I should have walked away.
Instead, I opened the door.
The smell of leather and rain clung to the inside of the car. The city blurred past the tinted windows, a storm of light and motion. Adrian Cross sat across from me, phone face-down beside a crystal tumbler, every movement measured, deliberate. Even silence seemed to obey him.
“You’ve been following the disappearances,” he said. It wasn’t a question.
“I’m a journalist,” I replied. “Following is what I do.”
His gaze flicked to me cool, assessing. “You’re looking in places that don’t want to be seen. That makes you a target.”
“I’m already used to that.”
For a moment, something almost like amusement curved his mouth. Then it was gone.
He pressed a button; a black divider slid up, sealing us off from the driver.
“Who’s watching me?” I asked.
He leaned forward, elbows on his knees. “People who think you’re getting too close to the truth. People who don’t mind making you disappear like Leah Moore.”
Her name in his mouth made my stomach tighten. “You know about Leah.”
“I know about all of them.” His tone was clipped, businesslike. “And I know the police can’t touch whoever’s behind it.”
“Then who can?”
His eyes found mine sharp, gray, and full of something unspoken. “Someone who understands how power works in this city.”
He reached into the inside pocket of his jacket and slid a small card onto the seat between us. A black emblem shimmered faintly in the light: C / E – Cross Enterprises. Beneath it, an address.
“What’s this?”
“Where the trail ends,” he said. “Or begins, depending on how you look at it.”
Before I could answer, the car slowed in front of my apartment building. He didn’t ask for thanks, didn’t even look back when I stepped out into the rain.
But I could feel his gaze following me through the tinted glass as the car disappeared into traffic.
---
That night, I couldn’t sleep. The card sat on my desk like a dare. I pulled up every article I could find about Cross Enterprises security, surveillance, tech innovation. Nothing illegal on the surface, but money always hid its shadows.
At two a.m. I grabbed my coat and the card and headed into the city.
The address led to a skyscraper downtown, glass and steel reflecting the night like a mirror. The lobby was deserted except for a single guard who looked too calm for the hour.
“Press badge,” he said without glancing up.
I flashed it. “Meeting with Mr. Cross.”
He typed something, then nodded toward the elevator. “Top floor.”
My pulse quickened as the numbers climbed. The doors opened to a dimly lit corridor lined with black-and-white photographs of the city its skyline, its ruins, its scars. At the end, a glass wall revealed Adrian standing before the city lights, jacket off, sleeves rolled up, the skyline burning behind him.
He didn’t turn when he spoke. “You shouldn’t have come.”
“You invited me,” I said.
He faced me then, expression unreadable. “Curiosity is a dangerous habit.”
“So is secrecy.”
We stared at each other, the silence thick enough to feel. Then he walked closer, stopping a breath away. “You think I’m the villain in your story,” he said quietly. “But villains don’t warn reporters to stay alive.”
“Then what are you?”
For a heartbeat, his hand lifted as if to touch my face, but he caught himself and stepped back. “Someone who’s trying to keep you from being next.”
He turned away, voice dropping lower. “The people taking those women Leah, the rest they’re connected to something called The Network.
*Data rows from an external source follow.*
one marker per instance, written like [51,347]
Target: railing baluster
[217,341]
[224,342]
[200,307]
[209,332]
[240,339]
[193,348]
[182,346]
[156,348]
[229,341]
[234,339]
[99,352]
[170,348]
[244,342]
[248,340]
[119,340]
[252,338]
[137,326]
I’ve been trying to expose it from the inside. That’s why I need you to stop digging publicly.”
“Why tell me any of this?”
“Because you’re already in their sights.”
Lightning flashed beyond the glass, washing his profile in white. He looked almost human then tired, burdened, haunted.
“Go home, Bella,” he said. “Forget this story.”
But as I left his office, I knew I wouldn’t. Every instinct screamed that Adrian Cross was lying, just not about everything.
---
Back on the street, rain drummed against my umbrella. My phone buzzed again:
> You shouldn’t trust him. He’s one of us.
I glanced up at the tower behind me, its lights flickering like a heartbeat and wondered who us really meant.